Me temo que esto está tomando un cariz que no pillo...

Anónimo dijo...

Es un error lamantablamente muy frecuente identificar el exito con el reconocimiento público. ese tipo de logro no es rasero para medir la magnitud de una obra. Satie es uno de tantos autores que, fieles a un ideario personal intransferible y pese a las penurias físicas y morales a las que se vio expuesto, alcanzaron uno de los mayores premios, el divino fracaso. sus gnosiennes me emocionan como pocas cosas lo hacen.
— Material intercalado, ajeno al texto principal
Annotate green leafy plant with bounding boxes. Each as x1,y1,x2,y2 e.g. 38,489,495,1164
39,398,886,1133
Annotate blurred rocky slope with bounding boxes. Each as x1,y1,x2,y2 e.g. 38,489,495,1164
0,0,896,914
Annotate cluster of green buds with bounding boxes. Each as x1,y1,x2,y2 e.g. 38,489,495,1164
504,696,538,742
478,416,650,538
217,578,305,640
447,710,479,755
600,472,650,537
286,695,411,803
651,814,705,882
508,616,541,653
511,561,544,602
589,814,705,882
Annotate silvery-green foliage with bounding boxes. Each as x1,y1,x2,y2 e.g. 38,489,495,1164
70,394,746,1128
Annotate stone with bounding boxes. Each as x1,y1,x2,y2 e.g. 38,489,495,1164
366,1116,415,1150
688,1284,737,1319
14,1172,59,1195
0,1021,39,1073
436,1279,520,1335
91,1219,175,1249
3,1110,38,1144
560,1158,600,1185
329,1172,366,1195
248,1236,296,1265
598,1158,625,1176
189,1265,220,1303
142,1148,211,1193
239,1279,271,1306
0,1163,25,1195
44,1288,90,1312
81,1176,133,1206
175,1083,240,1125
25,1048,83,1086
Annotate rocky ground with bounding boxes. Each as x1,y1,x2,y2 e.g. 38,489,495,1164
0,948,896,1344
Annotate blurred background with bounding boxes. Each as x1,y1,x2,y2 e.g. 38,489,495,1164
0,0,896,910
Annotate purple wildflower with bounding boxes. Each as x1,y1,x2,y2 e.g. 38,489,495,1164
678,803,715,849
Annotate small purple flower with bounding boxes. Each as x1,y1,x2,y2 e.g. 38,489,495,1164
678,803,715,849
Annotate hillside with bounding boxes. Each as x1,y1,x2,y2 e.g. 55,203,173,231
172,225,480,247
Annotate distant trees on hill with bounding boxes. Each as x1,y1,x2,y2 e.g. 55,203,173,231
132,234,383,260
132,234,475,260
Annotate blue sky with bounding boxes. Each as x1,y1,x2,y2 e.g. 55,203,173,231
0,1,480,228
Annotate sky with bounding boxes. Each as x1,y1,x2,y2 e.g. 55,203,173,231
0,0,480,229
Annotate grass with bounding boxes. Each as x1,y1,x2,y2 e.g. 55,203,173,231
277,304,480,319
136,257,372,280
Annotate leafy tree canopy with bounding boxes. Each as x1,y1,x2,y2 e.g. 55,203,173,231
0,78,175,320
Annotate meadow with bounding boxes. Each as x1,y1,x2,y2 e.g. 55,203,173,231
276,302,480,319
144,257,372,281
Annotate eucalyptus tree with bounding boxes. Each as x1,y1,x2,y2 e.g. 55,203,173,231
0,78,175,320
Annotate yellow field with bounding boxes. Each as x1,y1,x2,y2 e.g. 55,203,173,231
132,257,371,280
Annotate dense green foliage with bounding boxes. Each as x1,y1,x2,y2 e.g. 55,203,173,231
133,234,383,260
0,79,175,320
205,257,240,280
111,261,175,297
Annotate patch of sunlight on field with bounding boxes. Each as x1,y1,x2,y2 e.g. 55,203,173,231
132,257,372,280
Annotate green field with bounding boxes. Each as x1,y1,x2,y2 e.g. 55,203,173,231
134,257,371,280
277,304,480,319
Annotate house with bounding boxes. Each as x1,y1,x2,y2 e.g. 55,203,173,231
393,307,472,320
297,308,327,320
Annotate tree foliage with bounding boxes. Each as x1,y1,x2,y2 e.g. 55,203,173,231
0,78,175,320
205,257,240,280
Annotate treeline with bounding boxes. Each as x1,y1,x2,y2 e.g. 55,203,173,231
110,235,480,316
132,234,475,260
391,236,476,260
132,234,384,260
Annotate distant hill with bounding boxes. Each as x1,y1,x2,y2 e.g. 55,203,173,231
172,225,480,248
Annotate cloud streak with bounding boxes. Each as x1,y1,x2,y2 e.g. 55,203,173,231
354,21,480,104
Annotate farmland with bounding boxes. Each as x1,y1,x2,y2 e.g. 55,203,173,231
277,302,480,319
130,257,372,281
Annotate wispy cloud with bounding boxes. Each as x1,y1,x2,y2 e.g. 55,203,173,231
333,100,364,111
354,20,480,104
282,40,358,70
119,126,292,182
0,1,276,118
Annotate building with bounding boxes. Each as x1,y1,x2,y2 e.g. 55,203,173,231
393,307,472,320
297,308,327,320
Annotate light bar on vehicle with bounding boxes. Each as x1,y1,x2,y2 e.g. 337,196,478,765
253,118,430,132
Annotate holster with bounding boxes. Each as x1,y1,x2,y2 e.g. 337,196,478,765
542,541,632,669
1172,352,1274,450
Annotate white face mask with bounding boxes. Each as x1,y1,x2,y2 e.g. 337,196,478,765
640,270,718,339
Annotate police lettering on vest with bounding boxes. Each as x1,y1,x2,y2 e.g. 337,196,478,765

Seguire posteando cuando tenga más tiempo. ENHORABUENAPOR EL BLOG ES EXCELENTE. UN BESO TROYA

Anónimo dijo...

No hay que ser necesariamente genio para ser incomprendido. Nosotros los artistas, gastamos años, sacrificamos relaciones, lloramos a solas, oprimidos por la indiferencia y la presión de tener que pagar un alquiler para seguir pintando, eso, si hemos comido antes. ¿porque seguimos ese masoquismo?
Porque es nuestra identidad, nuestra manera de ser y sentir, pero con ello, pareciera que no logramos nada.

Anónimo dijo...

No hay que ser necesariamente genio para ser incomprendido. Nosotros los artistas, gastamos años, sacrificamos relaciones, lloramos a solas, oprimidos por la indiferencia y la presión de tener que pagar un alquiler para seguir pintando, eso, si hemos comido antes. ¿porque seguimos ese masoquismo?
Porque es nuestra identidad, nuestra manera de ser y sentir, pero con ello, pareciera que no logramos nada.